‘The roads are in bad condition’: Albany resident fighting for better road conditions
ALBANY, Ga. (WALB) - One Albany man is determined to make the streets in his own neighborhood safer.
Philippine Edwards said he feels as though the city has done nothing to combat his complaints.
Edwards said he’s lived on Brierwood Drive for three years now. He said he started noticing several of the issues a while back. Edwards said he’s noticed people speeding through the neighborhood, cracks and major dips in the road, among other problems.
“The roads are in bad condition. We need to have something done. I’m a homeowner. And this is a subdivision,” Edwards said. “We got a one-lane road. But there’s no division. There’s no lines or anything to say, ‘Hey, what side of the road you should be on. What side of the road I should be on.’”
Edwards said he’s reached out to several Albany City Commissioners, but nothing has been done about any of the issues.
“My brother-in-law is an engineer. He looked at it, and he said there’s a leak under there. There’s got to be something to cause the road to cave in. So that was a concern of mine,” he said. “I had a gentleman come out to me, we spoke about it. He said he would send an engineer out there. He never got back with me.”
One of those commissioners was Ward 1′s Jon Howard.
“I actually didn’t get a petition because when I was starting to get a petition, I asked Mr. Howard should I get a petition. He told me to wait and see. That he’ll send somebody out here and talk to me. Supposedly an engineer. That never happened,” Edwards said.
But Howard told WALB News 10 that the city did conduct a study in the area.
“We did go out and do a survey of it. And so the survey we did, like I said, requires 35 mph. But, unfortunately, the Brierwood area only came back 28,” Howard said. “And so the engineers made the decision that that was too slow to put speed tables in the neighborhood.”

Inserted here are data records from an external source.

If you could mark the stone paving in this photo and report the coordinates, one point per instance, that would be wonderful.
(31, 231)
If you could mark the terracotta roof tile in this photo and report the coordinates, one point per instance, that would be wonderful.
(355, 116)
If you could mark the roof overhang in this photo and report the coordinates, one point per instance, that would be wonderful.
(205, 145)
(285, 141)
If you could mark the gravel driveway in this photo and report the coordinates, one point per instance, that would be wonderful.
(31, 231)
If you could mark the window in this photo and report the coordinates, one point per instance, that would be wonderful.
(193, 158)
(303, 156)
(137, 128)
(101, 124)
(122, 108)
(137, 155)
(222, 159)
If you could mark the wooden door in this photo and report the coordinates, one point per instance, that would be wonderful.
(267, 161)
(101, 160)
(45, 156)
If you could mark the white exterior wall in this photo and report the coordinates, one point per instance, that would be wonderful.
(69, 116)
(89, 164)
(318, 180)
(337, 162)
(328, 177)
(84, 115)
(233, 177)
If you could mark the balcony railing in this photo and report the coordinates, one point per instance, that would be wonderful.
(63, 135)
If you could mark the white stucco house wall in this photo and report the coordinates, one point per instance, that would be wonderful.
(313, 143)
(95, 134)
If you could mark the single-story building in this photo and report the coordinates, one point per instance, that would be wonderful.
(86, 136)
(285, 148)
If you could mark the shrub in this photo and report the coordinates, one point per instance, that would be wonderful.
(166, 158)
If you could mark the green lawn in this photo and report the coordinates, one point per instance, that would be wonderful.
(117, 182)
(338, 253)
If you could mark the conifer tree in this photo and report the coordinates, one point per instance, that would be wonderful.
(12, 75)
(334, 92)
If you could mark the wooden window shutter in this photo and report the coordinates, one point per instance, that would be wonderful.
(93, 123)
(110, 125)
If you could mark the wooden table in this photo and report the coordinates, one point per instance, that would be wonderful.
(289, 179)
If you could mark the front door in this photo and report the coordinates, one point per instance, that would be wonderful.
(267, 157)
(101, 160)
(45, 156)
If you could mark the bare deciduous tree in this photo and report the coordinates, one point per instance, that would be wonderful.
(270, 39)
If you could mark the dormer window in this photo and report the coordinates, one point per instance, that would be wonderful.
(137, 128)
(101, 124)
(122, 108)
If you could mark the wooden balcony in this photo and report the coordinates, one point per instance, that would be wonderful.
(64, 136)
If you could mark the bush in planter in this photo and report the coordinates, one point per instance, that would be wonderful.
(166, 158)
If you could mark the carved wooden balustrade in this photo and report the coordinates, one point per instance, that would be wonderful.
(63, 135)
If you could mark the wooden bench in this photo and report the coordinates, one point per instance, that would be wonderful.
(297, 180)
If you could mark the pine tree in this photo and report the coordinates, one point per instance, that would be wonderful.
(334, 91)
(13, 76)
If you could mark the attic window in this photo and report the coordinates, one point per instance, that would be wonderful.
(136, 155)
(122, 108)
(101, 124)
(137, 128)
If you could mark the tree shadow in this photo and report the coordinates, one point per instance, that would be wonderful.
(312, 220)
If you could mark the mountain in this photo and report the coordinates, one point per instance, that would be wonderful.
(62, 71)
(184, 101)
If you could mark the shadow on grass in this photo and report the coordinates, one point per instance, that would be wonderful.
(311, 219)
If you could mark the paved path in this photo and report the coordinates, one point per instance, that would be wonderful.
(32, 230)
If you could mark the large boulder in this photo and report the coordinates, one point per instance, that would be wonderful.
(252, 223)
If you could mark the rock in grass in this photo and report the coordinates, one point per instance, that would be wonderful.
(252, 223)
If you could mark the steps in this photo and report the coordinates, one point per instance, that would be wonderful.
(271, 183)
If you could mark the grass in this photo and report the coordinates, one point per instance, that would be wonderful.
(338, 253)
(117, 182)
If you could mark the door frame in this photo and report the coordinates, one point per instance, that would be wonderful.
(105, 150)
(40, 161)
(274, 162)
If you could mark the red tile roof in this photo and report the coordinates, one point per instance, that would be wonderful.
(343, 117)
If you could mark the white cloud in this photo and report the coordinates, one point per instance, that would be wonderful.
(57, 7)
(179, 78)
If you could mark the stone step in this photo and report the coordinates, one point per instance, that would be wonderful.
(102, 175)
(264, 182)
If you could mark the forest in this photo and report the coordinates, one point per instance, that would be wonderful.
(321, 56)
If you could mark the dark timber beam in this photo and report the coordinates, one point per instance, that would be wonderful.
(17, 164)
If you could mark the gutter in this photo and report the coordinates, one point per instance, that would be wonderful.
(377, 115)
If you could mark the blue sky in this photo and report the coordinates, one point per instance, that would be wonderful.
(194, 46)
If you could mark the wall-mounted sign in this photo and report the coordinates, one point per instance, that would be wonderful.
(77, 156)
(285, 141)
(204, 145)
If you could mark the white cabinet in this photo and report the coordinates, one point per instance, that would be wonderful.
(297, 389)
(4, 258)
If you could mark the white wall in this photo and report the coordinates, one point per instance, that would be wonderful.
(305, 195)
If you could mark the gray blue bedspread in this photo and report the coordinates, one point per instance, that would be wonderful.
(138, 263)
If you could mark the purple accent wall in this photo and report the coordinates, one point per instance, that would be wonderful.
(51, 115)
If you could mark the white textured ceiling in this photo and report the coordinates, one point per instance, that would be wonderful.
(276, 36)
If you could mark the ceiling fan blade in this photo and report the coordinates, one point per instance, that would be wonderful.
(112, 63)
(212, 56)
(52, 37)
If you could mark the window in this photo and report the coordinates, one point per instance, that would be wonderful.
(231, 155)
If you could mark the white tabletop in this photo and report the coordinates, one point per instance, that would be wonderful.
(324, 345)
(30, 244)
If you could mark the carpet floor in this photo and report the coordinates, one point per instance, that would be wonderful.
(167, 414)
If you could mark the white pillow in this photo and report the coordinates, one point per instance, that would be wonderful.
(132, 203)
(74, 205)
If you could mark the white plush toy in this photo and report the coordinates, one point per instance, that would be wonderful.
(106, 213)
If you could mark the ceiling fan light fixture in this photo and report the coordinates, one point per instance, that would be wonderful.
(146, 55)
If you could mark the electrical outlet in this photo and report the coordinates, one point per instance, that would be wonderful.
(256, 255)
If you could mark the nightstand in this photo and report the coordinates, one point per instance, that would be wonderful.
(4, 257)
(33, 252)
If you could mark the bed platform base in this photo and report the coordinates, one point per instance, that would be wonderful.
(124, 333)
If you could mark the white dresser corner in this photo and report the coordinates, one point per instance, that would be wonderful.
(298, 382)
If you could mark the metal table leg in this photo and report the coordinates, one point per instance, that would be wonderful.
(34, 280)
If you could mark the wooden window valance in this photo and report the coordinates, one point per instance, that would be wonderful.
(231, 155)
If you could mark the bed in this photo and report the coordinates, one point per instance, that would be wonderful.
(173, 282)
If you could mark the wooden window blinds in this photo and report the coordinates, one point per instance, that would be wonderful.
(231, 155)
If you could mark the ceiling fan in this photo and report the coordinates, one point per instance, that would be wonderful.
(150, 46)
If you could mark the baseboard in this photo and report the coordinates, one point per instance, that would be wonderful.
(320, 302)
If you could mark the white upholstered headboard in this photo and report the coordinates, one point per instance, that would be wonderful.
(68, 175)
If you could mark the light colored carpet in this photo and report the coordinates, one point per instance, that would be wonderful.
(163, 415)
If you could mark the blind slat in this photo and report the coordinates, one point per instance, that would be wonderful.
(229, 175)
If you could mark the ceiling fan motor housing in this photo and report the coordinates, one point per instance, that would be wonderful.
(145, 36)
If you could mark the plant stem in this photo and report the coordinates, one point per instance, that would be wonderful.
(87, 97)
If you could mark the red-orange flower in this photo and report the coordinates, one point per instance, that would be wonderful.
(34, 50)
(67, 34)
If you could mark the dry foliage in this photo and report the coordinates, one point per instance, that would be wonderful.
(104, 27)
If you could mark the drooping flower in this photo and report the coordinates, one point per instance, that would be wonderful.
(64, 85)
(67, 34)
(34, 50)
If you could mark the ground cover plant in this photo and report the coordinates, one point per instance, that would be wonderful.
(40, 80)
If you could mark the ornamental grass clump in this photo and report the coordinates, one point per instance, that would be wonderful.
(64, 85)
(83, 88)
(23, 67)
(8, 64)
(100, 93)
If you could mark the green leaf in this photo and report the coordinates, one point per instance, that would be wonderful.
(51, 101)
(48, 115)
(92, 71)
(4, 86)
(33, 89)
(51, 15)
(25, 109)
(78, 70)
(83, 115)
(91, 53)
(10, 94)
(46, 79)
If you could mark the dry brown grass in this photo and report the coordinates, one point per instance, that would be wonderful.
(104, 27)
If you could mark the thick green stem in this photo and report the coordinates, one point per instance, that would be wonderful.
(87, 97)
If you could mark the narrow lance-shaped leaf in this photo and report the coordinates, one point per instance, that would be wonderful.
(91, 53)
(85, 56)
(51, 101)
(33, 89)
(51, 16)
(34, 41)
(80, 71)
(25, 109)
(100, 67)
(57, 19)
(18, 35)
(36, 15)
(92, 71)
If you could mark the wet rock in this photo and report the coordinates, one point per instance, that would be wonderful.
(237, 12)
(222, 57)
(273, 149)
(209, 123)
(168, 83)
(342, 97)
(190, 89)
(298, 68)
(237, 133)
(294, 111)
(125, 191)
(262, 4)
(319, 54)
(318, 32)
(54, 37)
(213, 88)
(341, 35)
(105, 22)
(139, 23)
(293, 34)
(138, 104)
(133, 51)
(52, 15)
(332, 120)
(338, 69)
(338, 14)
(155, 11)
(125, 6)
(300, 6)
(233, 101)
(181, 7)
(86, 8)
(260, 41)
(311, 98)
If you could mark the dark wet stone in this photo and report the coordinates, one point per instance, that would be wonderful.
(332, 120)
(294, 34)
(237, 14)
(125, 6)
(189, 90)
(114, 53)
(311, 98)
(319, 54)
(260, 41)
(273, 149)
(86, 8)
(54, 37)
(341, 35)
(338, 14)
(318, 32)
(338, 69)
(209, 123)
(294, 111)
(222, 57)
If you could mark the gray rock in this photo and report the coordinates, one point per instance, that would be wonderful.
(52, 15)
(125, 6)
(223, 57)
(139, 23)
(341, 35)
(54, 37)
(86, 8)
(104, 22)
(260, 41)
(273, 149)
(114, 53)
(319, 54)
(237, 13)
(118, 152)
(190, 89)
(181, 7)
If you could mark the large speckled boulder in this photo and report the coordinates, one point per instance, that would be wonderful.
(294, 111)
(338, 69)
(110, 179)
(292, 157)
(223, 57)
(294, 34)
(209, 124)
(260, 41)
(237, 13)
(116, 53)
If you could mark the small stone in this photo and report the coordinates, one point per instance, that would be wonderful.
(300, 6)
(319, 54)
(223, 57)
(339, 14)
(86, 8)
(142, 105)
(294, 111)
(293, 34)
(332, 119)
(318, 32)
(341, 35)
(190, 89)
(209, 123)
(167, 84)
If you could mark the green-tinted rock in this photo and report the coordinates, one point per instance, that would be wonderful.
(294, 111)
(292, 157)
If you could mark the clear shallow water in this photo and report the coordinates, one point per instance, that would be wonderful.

Howard said in order to have speed tables installed, a petition must be started. And 80% of the neighborhood must be homeowners.
Edwards said despite the city’s findings, he and his neighbors still have a chance at getting their needs fulfilled.
“Another study can be done,” he said. “And it’s a possibility that the speed would be up because of new individuals moving in a residential area. And speeders are coming through there. So we can always watch at the end of another grace period and do another study.”
Howard said the city is slowly, but surely working to address road issues. The city commissioner also said the city just installed speed bumps on the 2700 block of Yorktown Avenue, which is over a mile away from Brierwood Drive.